Basically I think that I have an addicitive personality. And I’m okay-ish with the slippery slope of food consumption, to a point, but not alcohol.
I’ve seen too many ruined lives due to alcohol addiction working in hospitals. And it’s not just the jobless and homeless, I’ve seen lawyers and people high up in powerful positions who have fallen victim to habits involving expensive scotch or champagne rather than rot-gut wine by the litre container. In the end, they all die the same way. Scarring and slow destruction of the liver causing serious bleeding, or slow poisoning of the body with its own by-products, as well as the accompanying incessant itch, delirium and long slow march on the inevitable path to death.
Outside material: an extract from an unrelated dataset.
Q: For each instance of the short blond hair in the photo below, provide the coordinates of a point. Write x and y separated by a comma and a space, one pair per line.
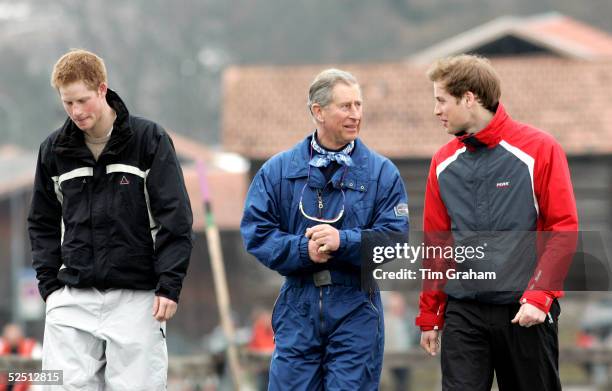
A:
79, 65
463, 73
This is a TERRIBLE way to die. Be warned.
So my upbringing, my history with liver cirrhosis patients, and sheer lifelong habit kept me from that. But you need something to help numb you for a while. There has to be an escape for however long. For me, chocolate or any food really and a good book, but then I couldn’t concentrate enough to read so it was anything video on replay, chocolate and a brief step out of life to recoup until I could live the next little bit.
Hold on for dear life, there is an alternate ending without swinging from the chandelier!!